Design ideas and goals for the GMT Python interface
As you may already know, I’m away on a postdoct writing a Python interface for the Generic Mapping Tools. Recently, I started laying out our goals for the project and some of my design ideas. This all lives on the GenericMappingTools/gmt-python GitHub repository, which is where the code will eventually be as well. I thought it would be good to post it here as well to have a snapshot of this phase of the project for future reference.
I have also submitted a talk proposal for Scipy 2017 about the project.
Goals
- Provide access to GMT modules from Python using the GMT C API (no system calls).
- Input and output using Python native containers: numpy
ndarray
or pandasDataFrame
for data tables and xarrayDataset
for netCDF grids. - Integration with the Jupyter notebook to display plots and maps inline.
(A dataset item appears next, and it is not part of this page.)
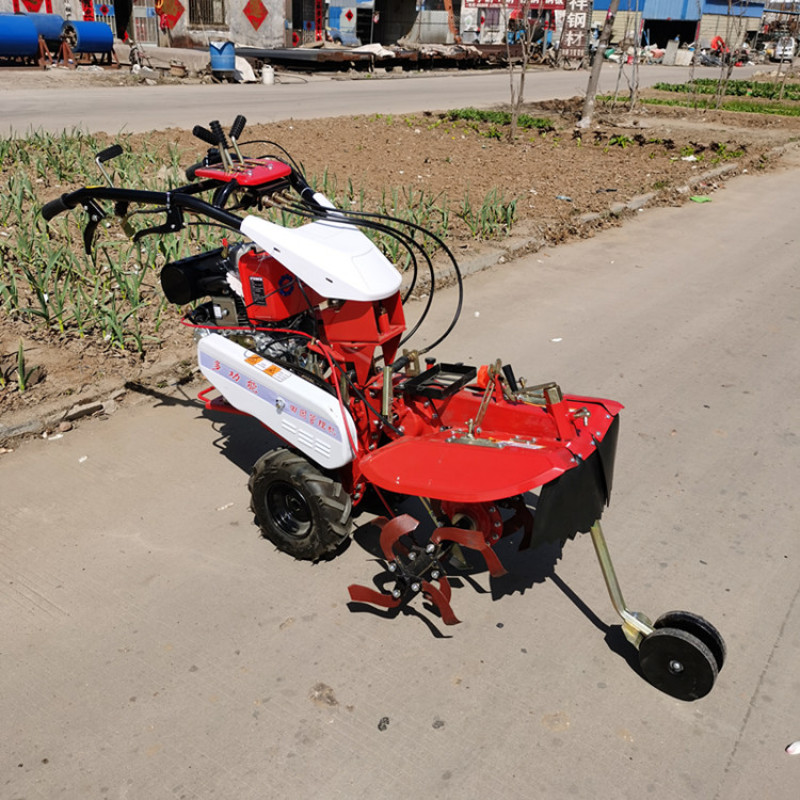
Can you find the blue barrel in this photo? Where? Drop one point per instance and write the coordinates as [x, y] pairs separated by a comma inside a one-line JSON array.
[[223, 56], [88, 37], [48, 26], [18, 36]]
- API design familiar for veteran GMT users (arguments
R
,J
, etc) with more newbie-friendly alternatives/aliases (region=[10, 20, -30, -10]
,projection='M'
, etc).
Previous work
To my knowledge, there have been 3 attempts at a GMT Python interface:
- gmtpy by Sebastian Heimann
- pygmt by Ian Rose
- PyGMT by Magnus Hagdorn
Only gmtpy
has received commits since 2014 and is the more mature
alternative. However, the project doesn’t seem to be very
active. Both
gmtpy
and PyGMT
use system class (through subprocess.Popen
) and
pass input and output through subprocess.PIPE
. pygmt
seems to call
the GMT C API directly through a hand-coded Python C extension. This
might compromise the portability of the package across operating systems
and makes distribution very painful.
Design
gmt-python
is made for the future. We will support only Python 3.5
or later and require the new “modern” mode of
GMT
(currently only in the trunk
of the SVN repository). The modern
mode
removes the need for -O -K
and explicitly redirecting to a .ps
file. This
all happens in the background. A final call to gmt psconvert
brings the plot
out of hiding and finalizes the Postscript. This mode is perfect for the Python
interface, which would have to handle generation of the Postscript file in the
background anyway.
We will wrap the GMT C API using the
ctypes module of the
Python standard library. ctypes
grants access to C data types and
foreign functions in DDLs and shared libraries, making it possible to
wrap these libraries with pure Python code. Not having compiled modules
makes packaging and distribution of Python software a lot easier.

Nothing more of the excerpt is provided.